Àvrai dire, celle fournie par PV a une portée assez limitée. La thèse de Joseph Murphy sur l’origine du SARS-CoV2 est certes intrigante, mais il s’agit d’une lettre personnelle plutôt qu’un rapport officiel du DARPA, et ses avis au sujet des traitements précoces et la dangerosité des vaccins ne sont que des opinions privées.

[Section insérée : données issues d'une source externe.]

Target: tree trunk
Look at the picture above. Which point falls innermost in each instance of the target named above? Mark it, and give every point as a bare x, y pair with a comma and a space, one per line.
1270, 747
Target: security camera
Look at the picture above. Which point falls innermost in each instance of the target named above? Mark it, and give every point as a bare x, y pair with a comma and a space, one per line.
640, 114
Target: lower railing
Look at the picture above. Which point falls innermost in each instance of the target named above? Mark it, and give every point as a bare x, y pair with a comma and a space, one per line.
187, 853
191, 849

Le refus par le DARPA du projet de l’EHA reste néanmoins important dans la mesure où il montre que ces recherches étaient officiellement jugées dangereuses, appartenant à la catégorie « gain de fonction » (objet d’un moratoire américain entre 2014 et 2017). Ici, PV ne fait que confirmer les travaux d’autres chercheurs, la proposition de l’EHA ayant déjà été publiée par The Intercept en septembre 2021, ainsi qu’une lettre (révélée par le groupe DRASTIC et citée par le journaliste Paul Thacker) spécifiant les raisons pour son rejet. Comme le note Ryan Grim de l’Intercept dans une analyse assez équilibrée, il semblerait que Murphy aurait été le lanceur d’alerte qui avait contacté DRASTIC.

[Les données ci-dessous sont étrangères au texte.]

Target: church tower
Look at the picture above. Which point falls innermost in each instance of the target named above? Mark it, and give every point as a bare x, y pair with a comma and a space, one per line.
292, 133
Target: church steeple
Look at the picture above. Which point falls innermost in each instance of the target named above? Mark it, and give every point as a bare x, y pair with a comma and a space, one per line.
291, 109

Répondant aux interrogations de Roger Marshall, l’affirmation de Fauci que son propre département n’a jamais vu le projet de l’EHA n’est pas nécessairement mensongère, car il s’agissait d’une candidature adressée à DARPA plutôt qu’à NIAID. Par contre, les protestations de Fauci sonnent assez creux quand on considère que le NIAID et le NIH ont engagé 3,7 millions de dollars en 2019 pour six ans de recherches menées par l’EHA, y compris des études de gain de fonction (selon un article de Newsweek d’avril 2020 publié juste après l’annulation du projet par le NIH).

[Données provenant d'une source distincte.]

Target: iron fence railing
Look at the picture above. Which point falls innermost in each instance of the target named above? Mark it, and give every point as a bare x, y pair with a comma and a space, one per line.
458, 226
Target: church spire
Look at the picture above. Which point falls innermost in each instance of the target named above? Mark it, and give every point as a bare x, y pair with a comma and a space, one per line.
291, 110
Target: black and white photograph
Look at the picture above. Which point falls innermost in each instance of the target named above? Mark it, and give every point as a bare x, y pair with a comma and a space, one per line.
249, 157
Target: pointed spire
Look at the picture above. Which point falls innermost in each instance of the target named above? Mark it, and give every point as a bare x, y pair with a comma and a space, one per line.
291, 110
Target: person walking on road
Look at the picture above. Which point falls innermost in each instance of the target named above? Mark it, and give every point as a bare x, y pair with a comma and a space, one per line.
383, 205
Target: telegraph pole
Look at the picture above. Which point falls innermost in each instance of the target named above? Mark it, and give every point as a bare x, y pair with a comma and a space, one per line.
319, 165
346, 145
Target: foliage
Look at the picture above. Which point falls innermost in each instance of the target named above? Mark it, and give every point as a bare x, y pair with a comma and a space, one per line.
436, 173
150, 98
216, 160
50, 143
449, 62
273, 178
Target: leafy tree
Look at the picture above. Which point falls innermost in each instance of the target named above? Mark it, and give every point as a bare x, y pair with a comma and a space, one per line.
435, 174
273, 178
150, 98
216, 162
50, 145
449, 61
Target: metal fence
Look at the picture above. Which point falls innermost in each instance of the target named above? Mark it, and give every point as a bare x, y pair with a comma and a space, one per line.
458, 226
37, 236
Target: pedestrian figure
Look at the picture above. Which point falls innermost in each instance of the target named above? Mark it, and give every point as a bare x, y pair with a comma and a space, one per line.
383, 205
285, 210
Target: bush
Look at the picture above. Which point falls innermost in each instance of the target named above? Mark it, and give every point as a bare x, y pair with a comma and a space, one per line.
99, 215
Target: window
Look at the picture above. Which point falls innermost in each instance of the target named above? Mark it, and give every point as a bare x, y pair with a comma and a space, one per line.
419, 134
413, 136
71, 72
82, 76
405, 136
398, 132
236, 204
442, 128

Les échanges d’e-mails entre Fauci, Collins et leurs collaborateurs en février 2020 sont par contre réellement explosifs, démontrant que l’idée de la fuite du SRAS-CoV2 d’un laboratoire n’était pas de tout fantasque pour des scientifiques de premier plan. Il est également frappant de voir la justification proposée par Collins (citant l’image de la « science » et de « l’harmonie internationale ») pour détourner l’attention du public de l’hypothèse d’une origine du SARS-CoV2 au laboratoire. Ici on peut légitimement questionner la probité intellectuelle et la hiérarchie de valeurs des autorités sanitaires, semblant prioriser les relations publiques et la défense des institutions scientifiques et politiques au coût de la quête de la vérité et du bien commun. Hiérarchisation qu’on percevra également dans les efforts de Collins et Fauci, plus tard en 2020, de discréditer les épidémiologistes « marginaux » Jay Battacharya (Stanford), Martin Kulldorff (Harvard) et Sunetra Gupta (Oxford) pour avoir signé la déclaration de Great Barrington critiquant l’implémentation généralisée de stratégies de confinement. En paraphrasant Orwell, on pourrait dire que, pour les décideurs, tous les scientifiques sont égaux, mais certains sont plus égaux que d’autres.